The Lord’s bond-servant must not be quarrelsome, but be kind to all, able to teach, patient when wronged, with gentleness correcting those who are in opposition, if perhaps God may grant them repentance leading to the knowledge of the truth,

2 Timothy 3:1-7:

But realize this, that in the last days difficult times will come. For men will be lovers of self, lovers of money, boastful, arrogant, revilers, disobedient to parents, ungrateful, unholy, unloving, irreconcilable, malicious gossips, without self-control, brutal, haters of good, treacherous, reckless, conceited, lovers of pleasure rather than lovers of God, holding to a form of godliness, although they have denied its power; Avoid such men as these. For among them are those who enter into households and captivate weak women weighed down with sins, led on by various impulses, always learning and never able to come to the knowledge of the truth.

2 Timothy 3:14-17:

 You, however, continue in the things you have learned and become convinced of, knowing from whom you have learned them, and that from childhood you have known the sacred writings which are able to give you the wisdom that leads to salvation through faith which is in Christ Jesus. All Scripture is inspired by God and profitable for teaching, for reproof, for correction, for training in righteousness; so that the man of God may be adequate, equipped for every good work.

 1 John 4:7-13:

 Beloved, let us love one another, for love is from God; and everyone who loves is born of God and knows God. The one who does not love does not know God, for God is love. By this the love of God was manifested in us, that God has sent His only begotten Son into the world so that we might live through Him. In this is love, not that we loved God, but that He loved us and sent His Son to be the propitiation for our sins. Beloved, if God so loved us, we also ought to love one another. No one has seen God at any time; if we love one another, God abides in us, and His love is perfected in us. By this we know that we abide in Him and He in us, because He has given us of His Spirit.

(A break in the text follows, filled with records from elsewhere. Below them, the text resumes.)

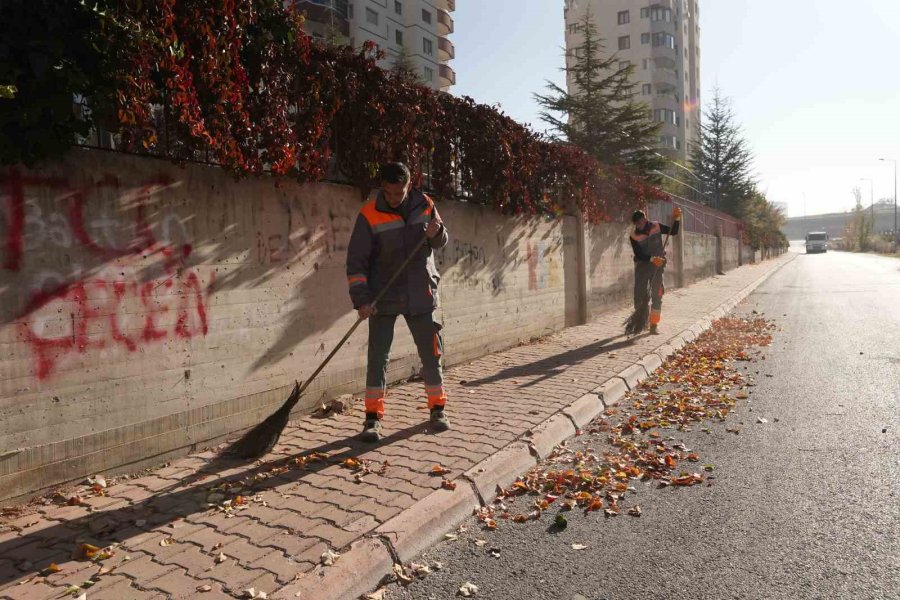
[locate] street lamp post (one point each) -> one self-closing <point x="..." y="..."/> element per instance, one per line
<point x="896" y="233"/>
<point x="871" y="198"/>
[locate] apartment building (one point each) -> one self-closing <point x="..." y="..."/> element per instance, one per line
<point x="417" y="28"/>
<point x="661" y="38"/>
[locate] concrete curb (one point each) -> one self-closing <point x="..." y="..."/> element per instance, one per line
<point x="500" y="469"/>
<point x="422" y="525"/>
<point x="355" y="573"/>
<point x="551" y="432"/>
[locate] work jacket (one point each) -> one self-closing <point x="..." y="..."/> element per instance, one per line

Chris: To me, the one consistent truth in scripture is the love of god, and all other truths are built upon it. So if a supposed truth does not line up with God’s love then it cannot be truth. We get into trouble and sectarian strife because our doctrinal truths are not based on God’s love. If a belief does not drive me to show my love of god through loving my fellow man then it is not a true belief. The love of god is the test of truth.

Pastor Ariel: As Chris said, the truth should not be of the sort that leads to violence between believers of different faiths. It should be a transformative element in our individual lives.

Kiran: So if one can see that someone genuinely loves others, then one may validly assert that that person has the truth? Such loving people have been around since the creation.

Don: As we noted last week, one principle of truth is that it is true for all times. A second principle is that truth can only be revealed or discovered; it cannot be invented. The world is round, period, and the old belief that it was flat was never true. Truth is immutable.

Yet as we accumulate data, we must try to accommodate that data within the truth, otherwise data can be corrosive of people’s understanding of truth. But our religions lack a mechanism for reaching out to determine how new scientific data can be incorporated together with our religious understanding of immutable truth.

Science improves itself by constantly updating itself to take account of new data and new theories. We applaud that. But religion makes no attempt to update itself despite the changing times and human perception. In 1 Corinthians 13, Paul explicitly warned against relying on ancient knowledge and prophecy because all knowledge and prophecy will pass away and only truth would remain. Yet our religions cling to old scriptural knowledge and prophecy because we are afraid to change.

We need to think about how we can challenge the old while being not just non-threatening but even enriching to spiritual life.